Yushchenko to Be Sworn Into Office on Sunday

APThe columns of the conservatory on Independence Square being wrapped in orange Thursday in preparation for the inauguration.
KIEV -- Parliament voted Thursday to hold President-elect Viktor Yushchenko's inauguration this coming Sunday, setting the stage for the transition to a new government for Ukraine following months of divisive political crisis.

President Vladimir Putin, who had supported his opponent Viktor Yanukovych during the election campaign, congratulated Yushchenko, whose office swiftly announced he would visit Moscow just a day after the inauguration. Yushchenko had indicated earlier that his first foreign visit as president would be to Russia, but the timing suggested a strong desire to smooth relations with Ukraine's giant, economically critical neighbor even as he pushes for closer integration with Western Europe.

Yushchenko's spokeswoman Irina Herashenko said the visit to Moscow would be followed a day later by a trip to Strasbourg, France, to address the European Parliament.

Putin's support for Yanukovych, who was seen as likely to nudge Ukraine closer into the Kremlin's sphere of influence, was viewed as an attempt to interfere in Ukraine, where many people in the east are native Russian speakers and fear a rise of Ukrainian nationalism under Yushchenko.

"Accept my congratulations and warmest wishes in connection with your election to the post of president of Ukraine," Putin said in a statement.

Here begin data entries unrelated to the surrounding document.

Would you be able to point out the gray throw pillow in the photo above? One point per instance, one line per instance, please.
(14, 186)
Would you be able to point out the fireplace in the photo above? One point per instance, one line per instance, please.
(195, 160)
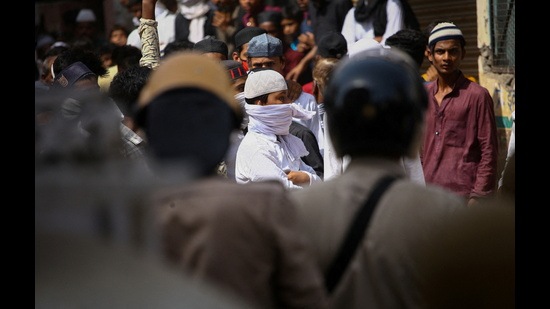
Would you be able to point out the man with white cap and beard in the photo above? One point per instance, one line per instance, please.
(241, 238)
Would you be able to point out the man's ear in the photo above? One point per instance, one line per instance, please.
(235, 56)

"The development of good-neighborly and equal relations with Ukraine is one of the most important national priorities of Russia," he said. "I am convinced that the subsequent deepening of our strategic partnership in full will fulfill the long-term interests of our peoples."

Putin's press service declined to comment immediately on Yushchenko's planned visit.

Outgoing President Leonid Kuchma also congratulated Yushchenko, according to his office. Kuchma, whose decade in power was marked by pressure against opposition forces and independent news media and allegations of corruption, had Yanukovych as his favored successor.

Details of the inauguration program were still being worked out as the Foreign Ministry was sending last-minute invitations to heads of state. The inauguration is to begin with Yushchenko taking the oath of office in the Verkhovna Rada, the parliament, followed by a military ceremony at Mariinsky Palace, the presidential ceremonial building.

Then, in what is likely to be the emotional highlight of the day, Yushchenko will make a speech at Independence Square, the center of the huge demonstrations that broke out after the Nov. 21 election in which he was declared the loser.

On Thursday, workers were draping the columns of the concert hall adjacent to the square in bright orange, Yushchenko's campaign color, which became the emblem of Ukrainians' discontent and hopes for change.

The November election results were annulled by the Supreme Court amid evidence of massive vote fraud, and Yushchenko won the Dec. 26 rerun.

Before dawn Thursday, the Supreme Court rejected an appeal of last month's election by Yanukovych, saying there was insufficient evidence to support his claim that millions of citizens were deprived of their right to vote.

Shortly before the decision was announced, government newspapers printed the results of December's revote. Publication of the results opened the way for parliament to set a date, and 309 of the chamber's 450 deputies voted in favor of holding the ceremony on Sunday.

Yanukovych representative Nestor Shufrich said the loser's camp would appeal to the European Court of Human Rights, an attempt to undermine Yushchenko's standing among the Western European countries he aims to court for integration into the European Union.